São Paulo, domingo, 14 de setembro de 1997
Texto Anterior | Próximo Texto | Índice

Os perigos do El niño

RICARDO BONALUME NETO
ENVIADO ESPECIAL AO RIO

A imagem de um mapa projetada na parede do Hotel Rio Palace assustou dezenas de pesquisadores de países do Terceiro Mundo reunidos em uma conferência científica. O que provocava o susto era a dimensão de uma mancha vermelha sobre o oceano Pacífico.
A mancha (veja mapa abaixo) indica a extensão em agosto de um fenômeno climático que poderá provocar, nos próximos meses, não só uma seca intensa no Nordeste brasileiro e inundações catastróficas no Sul do país, mas afetar também o clima, e a economia, de vários daqueles países.
O vermelho do mapa mostra as áreas da superfície do oceano Pacífico, cuja temperatura está acima da média normal para o período do ano. O fenômeno de aquecimento das águas do Pacífico é conhecido como El Niño.
O nome vem do fato de que o auge desses fenômenos costuma acontecer no mês de dezembro. Os pescadores peruanos afetados pelo calor, que afasta os peixes e prejudica a pesca, o associaram com o Natal -o nascimento do "menino Jesus" cristão.
O "menino" do clima costuma trazer desgraças, porém.
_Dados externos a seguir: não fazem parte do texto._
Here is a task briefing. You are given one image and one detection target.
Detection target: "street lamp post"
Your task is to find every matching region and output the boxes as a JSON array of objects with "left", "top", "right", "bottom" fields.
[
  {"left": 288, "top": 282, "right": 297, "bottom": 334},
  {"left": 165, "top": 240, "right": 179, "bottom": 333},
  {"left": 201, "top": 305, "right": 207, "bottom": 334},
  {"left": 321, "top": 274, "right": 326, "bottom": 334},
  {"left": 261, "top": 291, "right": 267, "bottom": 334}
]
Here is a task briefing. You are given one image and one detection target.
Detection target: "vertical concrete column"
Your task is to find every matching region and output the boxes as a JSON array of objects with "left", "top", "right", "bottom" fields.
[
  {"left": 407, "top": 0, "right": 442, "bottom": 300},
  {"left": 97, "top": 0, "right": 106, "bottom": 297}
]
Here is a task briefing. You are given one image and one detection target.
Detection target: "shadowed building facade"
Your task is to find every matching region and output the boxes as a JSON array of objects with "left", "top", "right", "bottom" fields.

Os distúrbios climáticos a ele associados causaram, em 82 e 83, pelos menos 170 mortes, 600 mil desabrigados e US$ 3 bilhões de prejuízos no Brasil, Argentina, Paraguai e Uruguai, lembra o pesquisador Gilvan Sampaio de Oliveira, coordenador da Divisão Operacional de Clima no Inpe (Instituto Nacional de Pesquisas Espaciais).
O mapa e um conjunto de gráficos associados a ele mostravam que o "menino" de 1997 já está se comportando mal, a ponto de os cientistas temerem uma repetição das desgraças de 1982/83.
"Ele mostrou uma evolução rápida em relação à época do ano", disse Gilvan. "Já se tornou visível em maio, em vez de setembro ou outubro, como seria o normal", disse o meteorologista, que, junto com Prakki Satyamurty (indiano, agora naturalizado brasileiro, chefe da Divisão de Produtos e Operações), apresentavam as descobertas do Inpe na reunião internacional.
O grupo de pesquisa de Satyamurty e Gilvan, do CPTEC (Centro de Previsão de Tempo e Estudos Climáticos, chefiado pelo pesquisador Carlos Nobre), foi o primeiro a revelar a existência do El Niño deste ano, em um comunicado científico em 9 de junho passado. No dia seguinte, um grupo americano emitiu um boletim confirmando a descoberta.
"Estamos agora aperfeiçoando as previsões, para podermos fazer aconselhamento até mesmo em nível de risco para municípios específicos", diz o diretor-geral do Inpe, Márcio Nogueira Barbosa.
Nos próximos meses, o Inpe pretende descobrir quais municípios do Nordeste correrão risco grave de seca, e quais aqueles no Sul que poderão enfrentar chuvas abundantes capazes de criar inundações desastrosas.
"Chuvas excessivas no sul do Brasil, secas em partes da Amazônia e o inverno quente no sudeste nos últimos três meses podem ser todos atribuídos ao intenso El Niño atual", escreveram Satyamurty e colegas.
A previsão feita agora é um dos frutos de uma providência da década de 80, posterior aos desastres climáticos de 82/83, de melhorar a previsão científica do tempo no país. Essa providência foi a aprovação, em 1986, da criação do CPTEC, com sede em Cachoeira Paulista (SP). O principal equipamento do centro é um supercomputador, capaz de "mastigar" uma grande quantidade de dados climáticos e rodar simulações complexas do tempo. Com isso, foi possível melhorar a confiabilidade das previsões de curto prazo, e também facilitar o estudo de processos cíclicos como o "El Niño".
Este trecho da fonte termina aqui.